Monday, 12 March 2018

The Good, the Bad and the Angry ~


This one’s for those inherently angry souls, who have a mind and mouth of their own and do not hesitate much in putting them to use, sometimes even when it is not really required. While it is great to be expressive about what one feels, there are repercussions too, most of which may not be noticeable early in our lives but slowly starts to take over relationships that matter. Not at all easy as it might sound, anger curtailment takes years, a lot of patience, few bad experiences leading to guilt trips and a regular sincere conscious effort. While I haven’t learnt how to control this enemy residing inside me, I have been able to figure out some simple ways that do help in minimizing the aftereffects. Following is a list of these lessons I learnt through my personal guilt trips hoping it could be of help to some.

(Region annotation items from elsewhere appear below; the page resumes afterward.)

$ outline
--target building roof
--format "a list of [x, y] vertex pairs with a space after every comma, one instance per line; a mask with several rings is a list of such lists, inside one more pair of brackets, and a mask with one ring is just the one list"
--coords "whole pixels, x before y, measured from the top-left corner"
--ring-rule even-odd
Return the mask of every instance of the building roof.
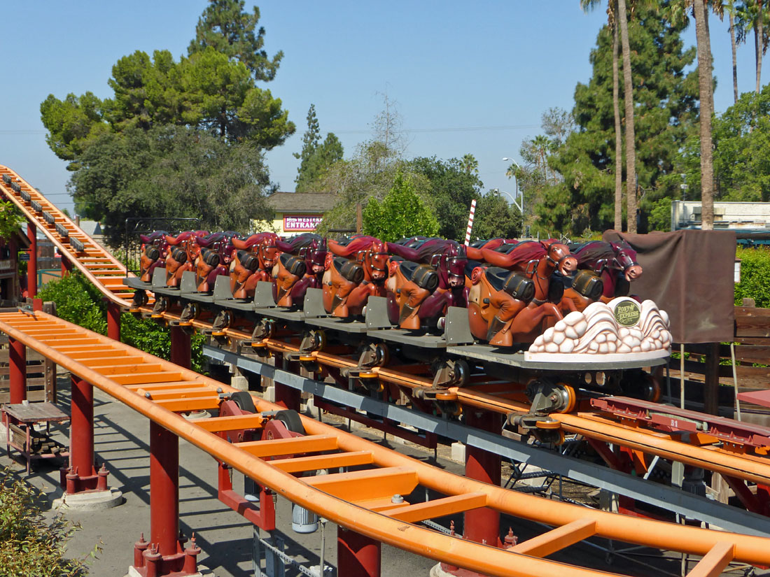
[[337, 202], [332, 192], [276, 192], [267, 204], [278, 212], [326, 212]]

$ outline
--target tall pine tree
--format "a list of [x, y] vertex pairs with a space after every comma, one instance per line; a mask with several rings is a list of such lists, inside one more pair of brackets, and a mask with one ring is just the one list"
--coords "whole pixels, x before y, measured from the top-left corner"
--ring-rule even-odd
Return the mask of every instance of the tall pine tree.
[[[653, 9], [638, 8], [628, 23], [634, 85], [640, 232], [647, 230], [652, 203], [678, 188], [665, 177], [677, 152], [697, 129], [698, 72], [689, 73], [695, 49], [684, 49], [681, 26]], [[604, 26], [591, 53], [593, 75], [575, 88], [578, 130], [549, 157], [564, 180], [545, 191], [537, 206], [541, 225], [578, 235], [614, 222], [615, 128], [612, 105], [612, 31]], [[623, 100], [623, 86], [620, 98]], [[621, 106], [624, 125], [624, 108]]]
[[187, 53], [192, 56], [211, 46], [245, 64], [255, 80], [273, 80], [283, 52], [268, 58], [264, 49], [265, 28], [257, 28], [259, 23], [259, 8], [254, 6], [251, 14], [244, 12], [243, 0], [209, 0], [198, 18], [195, 39], [190, 42]]

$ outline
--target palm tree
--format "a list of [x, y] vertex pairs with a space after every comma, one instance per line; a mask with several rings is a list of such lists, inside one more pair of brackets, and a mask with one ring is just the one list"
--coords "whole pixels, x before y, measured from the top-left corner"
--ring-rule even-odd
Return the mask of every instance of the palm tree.
[[474, 156], [470, 152], [463, 156], [463, 170], [470, 174], [478, 175], [479, 173], [479, 162], [476, 160], [476, 157]]
[[714, 162], [711, 150], [711, 116], [714, 115], [714, 81], [711, 46], [708, 34], [708, 0], [693, 0], [695, 44], [698, 47], [698, 87], [701, 97], [701, 228], [714, 228]]
[[765, 0], [745, 0], [735, 12], [738, 16], [738, 42], [746, 42], [749, 30], [754, 30], [754, 48], [757, 63], [756, 92], [759, 94], [762, 88], [762, 55], [767, 50], [768, 38], [765, 36]]
[[688, 12], [695, 19], [695, 44], [698, 51], [698, 85], [701, 110], [701, 228], [714, 228], [714, 162], [711, 150], [711, 116], [714, 115], [714, 79], [711, 77], [711, 47], [708, 33], [707, 3], [719, 14], [724, 9], [721, 0], [675, 0], [664, 8], [664, 15], [671, 23], [686, 26]]
[[[546, 160], [548, 152], [551, 150], [551, 140], [545, 135], [537, 135], [531, 141], [532, 150], [537, 159], [537, 168], [543, 171], [543, 182], [548, 182], [548, 163]], [[551, 172], [554, 184], [556, 184], [556, 175]]]
[[634, 130], [634, 85], [631, 78], [631, 48], [628, 45], [628, 12], [625, 0], [618, 0], [621, 45], [623, 47], [623, 100], [626, 121], [626, 229], [636, 232], [636, 148]]
[[[593, 8], [600, 0], [581, 0], [584, 11]], [[615, 230], [623, 229], [623, 145], [621, 144], [620, 81], [618, 65], [619, 38], [618, 38], [618, 0], [610, 0], [607, 5], [608, 25], [612, 30], [612, 108], [615, 115]]]

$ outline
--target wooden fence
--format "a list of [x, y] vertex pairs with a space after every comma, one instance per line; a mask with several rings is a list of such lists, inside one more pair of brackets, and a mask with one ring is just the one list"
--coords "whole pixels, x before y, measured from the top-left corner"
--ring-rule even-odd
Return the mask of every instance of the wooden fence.
[[[744, 305], [735, 307], [733, 340], [738, 392], [770, 389], [770, 309], [757, 309], [752, 299], [745, 299]], [[680, 345], [674, 345], [671, 352], [679, 351]], [[685, 392], [688, 403], [696, 409], [716, 412], [713, 410], [713, 403], [716, 402], [720, 415], [732, 417], [735, 393], [730, 345], [685, 345]], [[671, 402], [678, 404], [681, 368], [678, 355], [669, 359], [668, 366]], [[770, 415], [770, 409], [767, 407], [742, 402], [741, 409], [748, 415], [762, 415], [758, 419], [749, 417], [750, 420], [770, 424], [766, 416]]]

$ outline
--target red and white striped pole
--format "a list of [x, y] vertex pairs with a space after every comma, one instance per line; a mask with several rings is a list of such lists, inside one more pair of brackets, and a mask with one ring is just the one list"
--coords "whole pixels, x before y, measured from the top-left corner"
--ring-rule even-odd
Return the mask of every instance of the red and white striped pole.
[[476, 212], [476, 198], [470, 201], [470, 214], [468, 215], [468, 228], [465, 231], [465, 245], [470, 244], [470, 231], [474, 228], [474, 214]]

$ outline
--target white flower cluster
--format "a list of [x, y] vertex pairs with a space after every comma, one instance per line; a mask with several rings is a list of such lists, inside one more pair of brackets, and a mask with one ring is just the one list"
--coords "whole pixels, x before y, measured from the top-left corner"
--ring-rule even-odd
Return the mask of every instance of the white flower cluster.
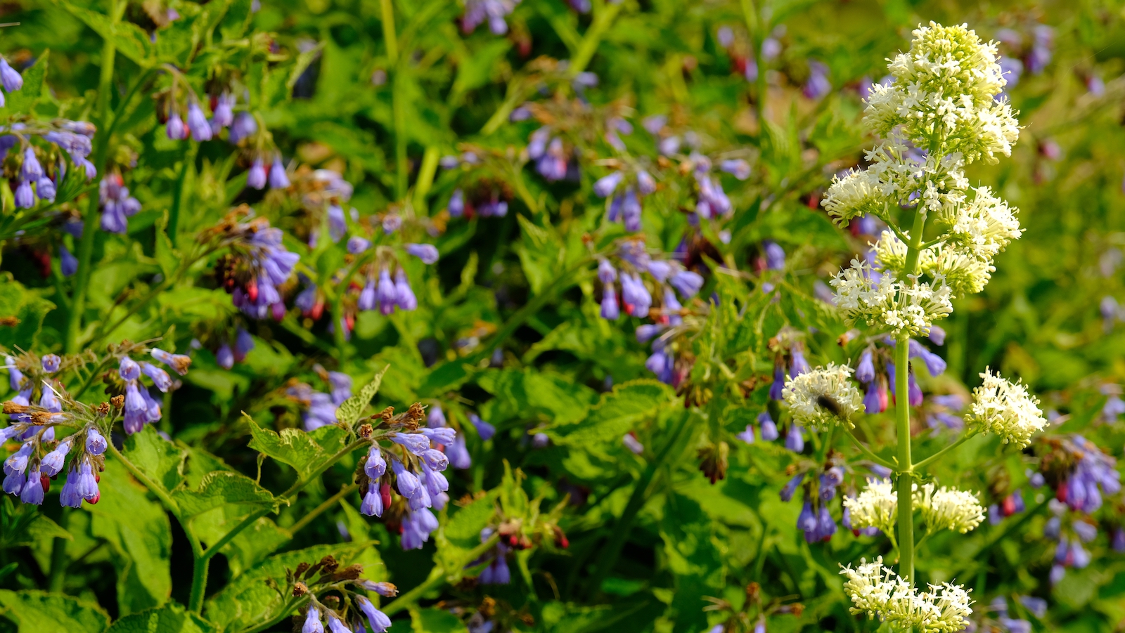
[[867, 487], [856, 497], [844, 497], [854, 530], [875, 527], [884, 534], [894, 534], [899, 516], [899, 498], [890, 479], [867, 478]]
[[1005, 444], [1027, 446], [1032, 434], [1047, 424], [1040, 399], [1028, 394], [1023, 382], [1011, 383], [987, 368], [980, 377], [984, 382], [973, 389], [973, 406], [965, 414], [965, 423], [970, 428], [1000, 435]]
[[945, 486], [935, 488], [933, 483], [924, 483], [914, 489], [914, 503], [930, 532], [954, 530], [964, 534], [984, 521], [984, 507], [973, 492]]
[[842, 270], [829, 282], [836, 289], [836, 307], [849, 323], [863, 319], [896, 334], [925, 335], [935, 320], [953, 311], [953, 291], [944, 278], [933, 283], [917, 279], [901, 283], [894, 271], [881, 275], [873, 272], [866, 262], [852, 260], [852, 268]]
[[898, 130], [919, 147], [940, 144], [966, 162], [1011, 155], [1019, 123], [1007, 99], [996, 44], [982, 43], [966, 25], [929, 22], [914, 31], [908, 53], [888, 66], [892, 85], [874, 84], [865, 121], [881, 135]]
[[[892, 271], [902, 275], [907, 265], [907, 245], [897, 235], [884, 230], [875, 242], [881, 271]], [[996, 272], [991, 260], [981, 259], [963, 250], [936, 244], [924, 248], [918, 255], [918, 271], [934, 279], [940, 279], [950, 287], [952, 298], [980, 292]]]
[[782, 397], [798, 423], [824, 431], [834, 424], [855, 426], [850, 417], [862, 410], [863, 394], [852, 382], [852, 368], [828, 363], [786, 378]]
[[991, 261], [1012, 239], [1019, 239], [1024, 229], [1016, 219], [1017, 209], [992, 195], [988, 187], [974, 190], [976, 196], [955, 212], [939, 215], [938, 220], [948, 230], [946, 241], [974, 257]]
[[891, 629], [912, 627], [918, 633], [954, 633], [969, 623], [973, 609], [969, 593], [948, 582], [918, 591], [890, 569], [882, 557], [860, 567], [840, 570], [847, 577], [844, 593], [852, 598], [853, 614], [866, 613], [888, 622]]

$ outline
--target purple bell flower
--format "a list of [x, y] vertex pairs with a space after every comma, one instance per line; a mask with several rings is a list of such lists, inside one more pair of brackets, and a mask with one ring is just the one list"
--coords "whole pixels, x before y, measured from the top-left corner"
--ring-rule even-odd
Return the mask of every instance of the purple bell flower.
[[200, 143], [212, 139], [210, 124], [207, 123], [207, 117], [199, 108], [199, 103], [195, 101], [188, 103], [188, 129], [191, 130], [191, 137]]

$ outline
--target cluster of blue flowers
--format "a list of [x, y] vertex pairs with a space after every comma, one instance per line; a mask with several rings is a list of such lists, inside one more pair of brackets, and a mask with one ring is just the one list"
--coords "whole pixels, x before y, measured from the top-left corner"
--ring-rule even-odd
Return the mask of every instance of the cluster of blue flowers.
[[449, 481], [442, 472], [449, 467], [449, 458], [431, 445], [431, 441], [449, 446], [457, 440], [457, 432], [448, 426], [425, 426], [416, 431], [395, 431], [387, 436], [392, 443], [402, 446], [399, 451], [387, 451], [378, 441], [371, 442], [363, 460], [366, 480], [360, 485], [363, 497], [360, 512], [368, 516], [382, 516], [390, 507], [392, 477], [387, 473], [387, 459], [394, 473], [394, 488], [406, 500], [402, 517], [402, 546], [417, 550], [430, 540], [438, 528], [438, 518], [430, 508], [442, 509], [449, 503]]
[[227, 235], [234, 261], [219, 274], [234, 306], [251, 318], [272, 315], [280, 320], [285, 316], [277, 287], [289, 279], [300, 255], [286, 250], [282, 236], [281, 229], [270, 227], [264, 218], [235, 224]]
[[[151, 350], [151, 354], [180, 376], [186, 374], [191, 364], [191, 359], [182, 354], [160, 349]], [[91, 409], [64, 397], [61, 385], [52, 378], [64, 363], [55, 354], [38, 360], [38, 368], [29, 355], [21, 360], [14, 356], [4, 360], [9, 386], [17, 395], [4, 403], [10, 424], [0, 428], [0, 443], [17, 440], [22, 444], [3, 462], [3, 491], [19, 497], [25, 504], [42, 504], [51, 488], [51, 480], [65, 469], [68, 455], [76, 450], [60, 492], [60, 503], [73, 508], [81, 507], [83, 500], [98, 503], [101, 497], [98, 472], [104, 469], [102, 454], [107, 449], [100, 425], [112, 409], [108, 404]], [[30, 401], [37, 388], [25, 371], [32, 372], [43, 386], [38, 404], [34, 406]], [[118, 400], [124, 409], [124, 428], [130, 434], [161, 417], [160, 403], [151, 396], [142, 376], [148, 377], [161, 391], [179, 386], [165, 370], [145, 361], [134, 361], [127, 354], [119, 356], [117, 374], [120, 380], [117, 387], [124, 391], [124, 397]], [[74, 428], [75, 433], [55, 442], [56, 427]]]
[[336, 424], [336, 409], [352, 396], [352, 379], [346, 373], [328, 371], [323, 372], [323, 377], [328, 383], [328, 394], [315, 391], [305, 382], [291, 385], [286, 389], [286, 396], [297, 401], [303, 409], [302, 422], [305, 431]]

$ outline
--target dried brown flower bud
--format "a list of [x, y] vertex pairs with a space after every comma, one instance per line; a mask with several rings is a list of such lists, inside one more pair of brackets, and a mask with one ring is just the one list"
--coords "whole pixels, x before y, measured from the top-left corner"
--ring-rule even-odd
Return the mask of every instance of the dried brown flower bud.
[[8, 400], [7, 403], [3, 404], [3, 413], [6, 414], [21, 414], [26, 410], [27, 410], [27, 405], [20, 405], [11, 400]]

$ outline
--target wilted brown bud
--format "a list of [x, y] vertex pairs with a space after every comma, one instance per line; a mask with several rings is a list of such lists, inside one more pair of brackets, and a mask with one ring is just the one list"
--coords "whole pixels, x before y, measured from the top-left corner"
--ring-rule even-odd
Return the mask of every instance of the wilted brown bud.
[[20, 405], [11, 400], [8, 400], [7, 403], [3, 404], [3, 413], [6, 414], [21, 414], [26, 410], [27, 410], [27, 405]]
[[727, 477], [727, 454], [729, 452], [730, 446], [726, 442], [700, 449], [700, 470], [711, 480], [711, 483]]

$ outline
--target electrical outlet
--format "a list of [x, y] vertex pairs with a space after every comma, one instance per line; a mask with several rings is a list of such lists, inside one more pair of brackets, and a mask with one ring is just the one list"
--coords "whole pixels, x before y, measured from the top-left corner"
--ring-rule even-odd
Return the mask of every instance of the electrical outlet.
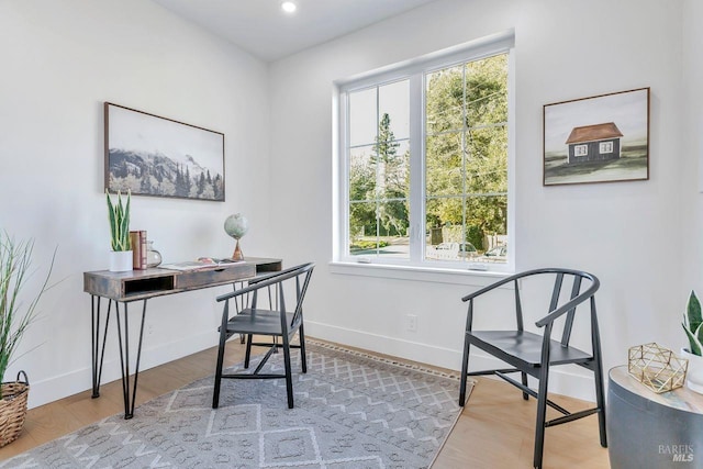
[[408, 314], [405, 316], [405, 327], [410, 332], [417, 332], [417, 316], [414, 314]]

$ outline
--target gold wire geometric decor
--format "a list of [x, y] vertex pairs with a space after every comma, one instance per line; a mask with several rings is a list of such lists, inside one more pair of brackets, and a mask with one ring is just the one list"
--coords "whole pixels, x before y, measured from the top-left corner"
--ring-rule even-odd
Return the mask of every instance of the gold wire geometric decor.
[[688, 368], [689, 360], [654, 342], [629, 348], [627, 371], [657, 394], [681, 388]]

1.    The one on the other hand has a mind and a mouth too – Yes, so while she or he may appear to be more civilized than you during most of your arguments (read fights), you got to be aware of the inner demon that haunts all. Remember not to ignite enough this demon, and if so you do, be prepared to accept harsher things coming your way. And, you cannot be critical of their curses or attack them back with this as your new weapon. Just as conveniently forgetful you are of your anger bursts, so should you be or even more to what’s directed at you. It’s a difficult thing, considering you have mostly been on the other side of the radar and don’t have the capability of empathizing with the one who has to hear things difficult to forget.
2.    Learn to be apologetic – Agreeably, a hot head fails badly at weighing things wrong or right. But we all accept that at least one out of the hundred bad things we speak in anger would be wrong. Wrong, morally, and wrong in a sense that puts you down as a human even though it might have helped you gain an upper hand in the argument. The other person might be a little more wrong than you (as your head would always tell), but when it comes to apologizing, you must be the first one. Acceptance of apology is a question that shouldn’t bother but apologize for the simple reason that you were wrong and doing so has put you down in your own eyes. This might require you some moments of calm and silence of your hot head, after which you would feel a lot of relief. This also makes easier the process of forgiving yourself which is of prime importance considering such an anger burst is not going to be your last one.
3.   Apologies aren’t going to help you get away with everything – There would be things you could get forgiven for, but there is always a boundary, in a civilized world and in its more liberal form in the world controlled by anger as well. Some words and actions cannot be taken back. Very often we find ourselves blurting out mean things that are a product of our cunning mind invariably coming up in addition to the other vices that anger invites. Personal attacks, pointing out each other’s weak points or troubled past, going to their families or upbringing turn things really ugly and are a strict no. Try to maintain the basic respect you have had for the other person even in times your mouth would want to go all foul. Break things, look away, scream, or at best curse (in the least offensive way) but never cross the line.
4.    Afterall, we have all fought with our mothers the most – If you are girl, you wouldn’t agree more to the point that our teenage was spent fighting and arguing with our moms practically every day. And yet, it is one bond that’s unbreakable, unshakable. Remember of all those times you closed your eyes, your fists even badly, said a thousand bad things in your head and hoped you could get away with that one fight that would spoil both your mood and hers. And what if you couldn’t? Did that one fight or did those every day fights bring any difference to your relationship with her. Did you start thinking any bad of her? Did you ever lose your respect and love for her? Am not really comparing any of those fights with the ones we have with people now, but if that person is someone even an inch close to your heart, its cruel to spoil all that matters for a few moments of weakness that shouldn’t. Such incidents are only meant to take lessons from and help being more tolerable to others. Post anger burst judgements of any sort should be learnt to ignore.